The method developed is that the excavator scoops accumulated sediments and plants from the so-called ‘shoulder’ of the river, then it drops them down into the central part of the channel. Along that channel, the WID vessel uses powerful jets of water to agitate and disperse the materials placed in its path, so they get washed out on the outgoing tide.

Borr’s water injection bar is raised for visitors from Lincolnshire.
A screen in Borr’s cabin shows the vessel’s relation to the River Parrett’s profile

This combined dredging is done because the Parrett gets vast amounts of sediments coming in from the sea. (The Parrett has the second highest tidal range in the world). Massive quantities of sediments also get washed down through the Parrett’s catchment, which covers nearly half of Somerset (including the River Tone which joins the Parrett near Burrowbridge).

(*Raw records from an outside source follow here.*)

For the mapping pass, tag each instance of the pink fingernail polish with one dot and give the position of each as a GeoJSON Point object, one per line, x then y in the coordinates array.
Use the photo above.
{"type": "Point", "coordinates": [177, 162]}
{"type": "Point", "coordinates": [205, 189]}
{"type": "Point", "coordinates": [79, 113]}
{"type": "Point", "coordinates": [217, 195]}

As these sediments gradually get stuck in bankside vegetation, they clot and strengthen, and get harder to erode. This mudding-up reduces the Parrett’s cross-sectional area and its effectiveness as a flood channel evacuating water.

Combined dredging helps to get the river back much closer to the profile that was achieved in the major £6million dredge of 2014. This reduces flood risks for people, properties, roads and land, particularly in the area around Moorland which was so badly hit in 2014.

Dredging is done in combination with a programme of silt monitoring twice a year since 2015. SRA partners have amassed a detailed panoramic picture of how sediments come, go and tend to stick around in the tidal section of the Parrett between Burrowbridge and the M5 bridge. Thus trends can be observed and target areas selected.